Important Safety Information for ARYMO™ ER (morphine sulfate)
extended-release tablets, for oral use C-II
WARNING:
ADDICTION, ABUSE, and MISUSE; LIFE-THREATENING RESPIRATORY
DEPRESSION; ACCIDENTAL INGESTION; NEONATAL OPIOID WITHDRAWAL
SYNDROME; AND RISKS FROM CONCOMITANT USE WITH BENZODIAZEPINES OR
OTHER CNS DEPRESSANTS
|
Addiction, Abuse,
and Misuse
ARYMO™ ER exposes
patients and other users to the risks of opioid addiction, abuse,
and misuse, which can lead to overdose and death. Assess each
patient's risk prior to prescribing ARYMO ER, and monitor all
patients regularly for the development of these behaviors or
conditions
Life-Threatening
Respiratory Depression
Serious,
life-threatening, or fatal respiratory depression may occur with
use of ARYMO ER. Monitor for respiratory depression,
especially during initiation of ARYMO ER or following a dose
increase. Instruct patients to swallow ARYMO ER tablets whole;
crushing, chewing, or dissolving ARYMO ER tablets can cause rapid
release and absorption of a potentially fatal dose of
morphine
Accidental
Ingestion
Accidental
ingestion of even one dose of ARYMO ER, especially by children, can
result in a fatal overdose of morphine.
Neonatal Opioid
Withdrawal Syndrome
Prolonged use of
ARYMO ER during pregnancy can result in neonatal opioid withdrawal
syndrome, which may be life-threatening if not recognized and
treated, and requires management according to protocols developed
by neonatology experts. If opioid use is required for a prolonged
period in a pregnant woman, advise the patient of the risk of
neonatal opioid withdrawal syndrome and ensure that appropriate
treatment will be available.
Risks From
Concomitant Use With Benzodiazepines Or Other CNS
Depressants
Concomitant use of
opioids with benzodiazepines or other central nervous system (CNS)

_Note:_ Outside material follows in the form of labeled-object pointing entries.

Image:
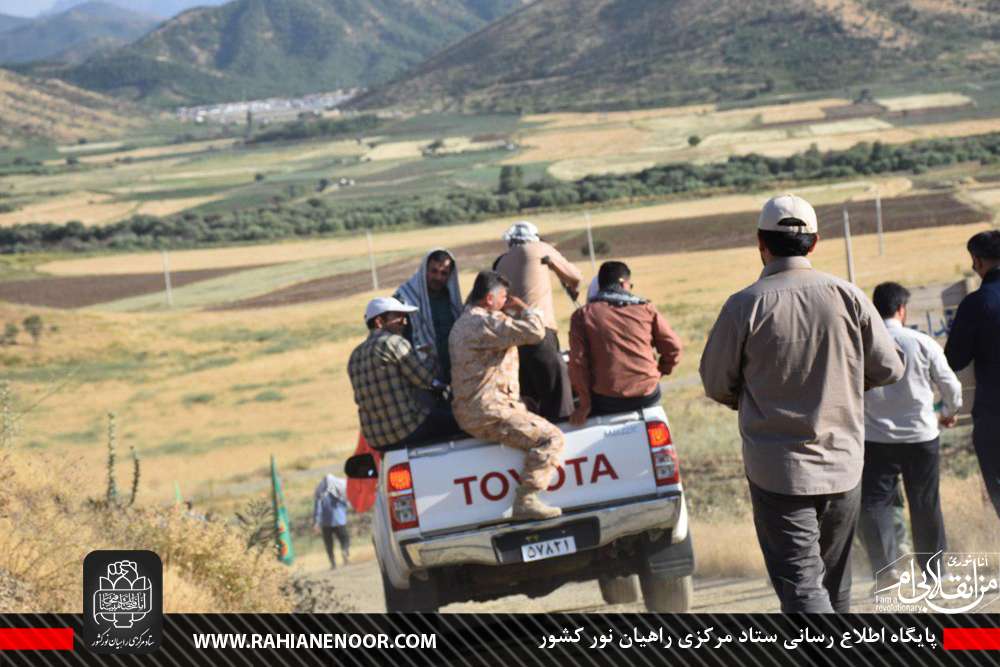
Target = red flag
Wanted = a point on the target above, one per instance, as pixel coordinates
(361, 492)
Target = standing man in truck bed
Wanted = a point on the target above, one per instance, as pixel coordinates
(487, 398)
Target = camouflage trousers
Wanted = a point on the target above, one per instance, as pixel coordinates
(537, 436)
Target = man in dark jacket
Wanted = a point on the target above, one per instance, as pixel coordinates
(975, 337)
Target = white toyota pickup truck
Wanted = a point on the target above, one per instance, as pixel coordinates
(443, 533)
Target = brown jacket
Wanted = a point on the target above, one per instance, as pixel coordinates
(794, 353)
(612, 350)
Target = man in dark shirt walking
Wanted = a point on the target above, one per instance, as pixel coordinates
(975, 337)
(434, 291)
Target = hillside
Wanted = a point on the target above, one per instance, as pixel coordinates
(620, 53)
(74, 34)
(7, 22)
(260, 48)
(53, 110)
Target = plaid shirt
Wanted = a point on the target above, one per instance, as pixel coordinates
(387, 375)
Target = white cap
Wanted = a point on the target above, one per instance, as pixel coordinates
(387, 304)
(522, 232)
(791, 208)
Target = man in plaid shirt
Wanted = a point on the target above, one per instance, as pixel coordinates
(392, 385)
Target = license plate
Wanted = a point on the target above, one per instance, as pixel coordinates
(548, 549)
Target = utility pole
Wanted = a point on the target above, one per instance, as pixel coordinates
(847, 244)
(371, 259)
(590, 244)
(878, 223)
(166, 280)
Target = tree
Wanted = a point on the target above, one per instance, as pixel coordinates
(10, 334)
(435, 146)
(34, 326)
(511, 179)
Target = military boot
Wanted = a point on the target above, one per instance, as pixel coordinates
(528, 506)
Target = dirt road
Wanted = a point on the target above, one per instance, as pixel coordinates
(358, 588)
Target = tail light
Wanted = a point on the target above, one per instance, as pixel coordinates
(666, 467)
(402, 501)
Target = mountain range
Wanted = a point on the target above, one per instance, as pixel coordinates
(260, 48)
(71, 35)
(620, 53)
(7, 22)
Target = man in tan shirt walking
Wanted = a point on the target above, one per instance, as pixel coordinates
(486, 392)
(527, 265)
(794, 353)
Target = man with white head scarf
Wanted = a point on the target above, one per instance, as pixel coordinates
(544, 378)
(434, 290)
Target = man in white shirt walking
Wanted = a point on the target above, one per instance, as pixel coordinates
(902, 435)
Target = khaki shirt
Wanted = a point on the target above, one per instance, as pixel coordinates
(794, 353)
(484, 363)
(530, 280)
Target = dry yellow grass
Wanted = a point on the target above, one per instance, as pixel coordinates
(846, 127)
(47, 526)
(915, 102)
(427, 238)
(314, 423)
(585, 147)
(159, 151)
(786, 113)
(55, 110)
(566, 120)
(90, 208)
(171, 206)
(72, 149)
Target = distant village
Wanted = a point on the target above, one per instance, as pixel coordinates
(268, 110)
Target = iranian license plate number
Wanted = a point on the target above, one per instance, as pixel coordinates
(548, 549)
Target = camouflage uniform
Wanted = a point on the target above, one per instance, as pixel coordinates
(487, 403)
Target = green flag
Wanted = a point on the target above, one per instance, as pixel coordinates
(283, 532)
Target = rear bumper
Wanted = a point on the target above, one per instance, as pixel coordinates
(478, 546)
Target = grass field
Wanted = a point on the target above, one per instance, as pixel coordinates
(207, 396)
(163, 168)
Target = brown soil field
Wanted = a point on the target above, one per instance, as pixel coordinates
(83, 291)
(711, 232)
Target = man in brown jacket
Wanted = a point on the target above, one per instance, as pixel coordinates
(613, 342)
(794, 353)
(487, 397)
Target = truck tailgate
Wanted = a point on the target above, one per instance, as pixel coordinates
(471, 483)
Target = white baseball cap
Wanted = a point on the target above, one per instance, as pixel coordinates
(788, 213)
(523, 232)
(386, 304)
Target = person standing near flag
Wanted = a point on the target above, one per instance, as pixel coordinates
(330, 516)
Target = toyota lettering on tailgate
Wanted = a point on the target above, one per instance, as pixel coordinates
(494, 486)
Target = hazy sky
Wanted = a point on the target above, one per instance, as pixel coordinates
(24, 7)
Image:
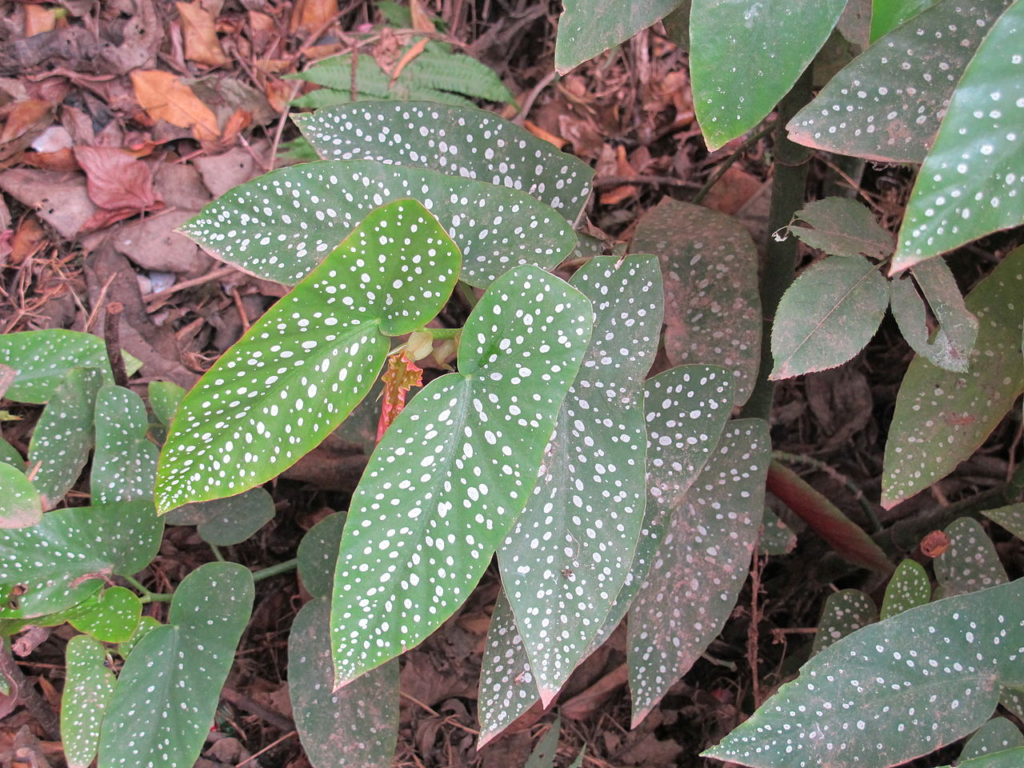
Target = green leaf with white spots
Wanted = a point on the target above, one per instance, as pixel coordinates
(827, 315)
(508, 689)
(87, 692)
(1011, 517)
(281, 226)
(908, 588)
(710, 265)
(842, 227)
(124, 466)
(971, 183)
(302, 368)
(460, 141)
(745, 55)
(223, 522)
(588, 28)
(163, 707)
(844, 612)
(64, 435)
(893, 690)
(61, 561)
(994, 736)
(957, 330)
(165, 397)
(887, 104)
(43, 358)
(111, 615)
(937, 408)
(970, 562)
(455, 470)
(700, 565)
(569, 552)
(19, 502)
(355, 726)
(318, 553)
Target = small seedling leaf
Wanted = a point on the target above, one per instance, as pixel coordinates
(842, 227)
(827, 315)
(976, 154)
(60, 561)
(970, 562)
(568, 554)
(224, 522)
(162, 708)
(456, 140)
(282, 225)
(64, 435)
(87, 692)
(508, 689)
(908, 588)
(43, 358)
(745, 56)
(317, 554)
(455, 470)
(887, 104)
(124, 466)
(954, 411)
(957, 330)
(700, 565)
(588, 28)
(876, 691)
(19, 502)
(844, 612)
(349, 728)
(314, 354)
(710, 265)
(994, 736)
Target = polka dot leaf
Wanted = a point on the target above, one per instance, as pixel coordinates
(827, 315)
(61, 561)
(971, 183)
(957, 411)
(908, 588)
(43, 358)
(887, 104)
(568, 554)
(455, 470)
(302, 368)
(167, 693)
(224, 522)
(970, 562)
(352, 727)
(711, 270)
(844, 612)
(460, 141)
(282, 225)
(893, 690)
(744, 56)
(19, 502)
(124, 466)
(88, 687)
(699, 566)
(64, 435)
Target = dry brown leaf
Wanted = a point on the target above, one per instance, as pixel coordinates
(164, 96)
(202, 44)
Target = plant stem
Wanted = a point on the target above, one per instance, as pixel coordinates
(780, 257)
(272, 570)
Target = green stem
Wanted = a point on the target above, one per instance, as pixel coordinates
(272, 570)
(779, 266)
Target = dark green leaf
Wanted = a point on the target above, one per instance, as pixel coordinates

depressants, including alcohol, may result in profound sedation,
respiratory depression, coma, and death.
- Reserve concomitant prescribing of
ARYMO ER and benzodiazepines or other CNS depressants for use
in patients for whom alternative treatment options are
inadequate.
- Limit dosages and durations to the minimum
required.
- Follow patients for signs and symptoms of
respiratory depression and sedation.
|
Indications
ARYMO ER is indicated for the management of pain severe enough
to require daily, around-the-clock, long-term opioid treatment and
for which alternative treatment options are inadequate.
Limitations of Use
- Because of the risks of addiction, abuse, and misuse with
opioids, even at recommended doses, and because of the greater
risks of overdose and death with extended-release opioid
formulations, reserve ARYMO ER for use in patients for whom
alternative treatment options (e.g., non-opioid analgesics or
immediate-release opioids) are ineffective, not tolerated, or would
be otherwise inadequate to provide sufficient management of
pain.
- ARYMO ER is not indicated as an as-needed (prn) analgesic.
Contraindications
ARYMO ER is contraindicated in patients with: significant
respiratory depression; acute or severe bronchial asthma in an
unmonitored setting or in the absence of resuscitative equipment;
concurrent use of monoamine oxidase inhibitors (MAOIs) or use
within the last 14 days, known or suspected gastrointestinal
obstruction, including paralytic ileus; hypersensitivity (e.g.,
anaphylaxis) to morphine.
Warnings and Precautions
Addiction, Abuse, and Misuse: ARYMO ER contains morphine, a
Schedule II controlled substance. As an opioid, ARYMO ER exposes
its users to the risks of addiction, abuse, and misuse. As
extended-release products such as ARYMO ER deliver the opioid over
an extended period of time, there is a greater risk for overdose
and death due to the larger amount of morphine present.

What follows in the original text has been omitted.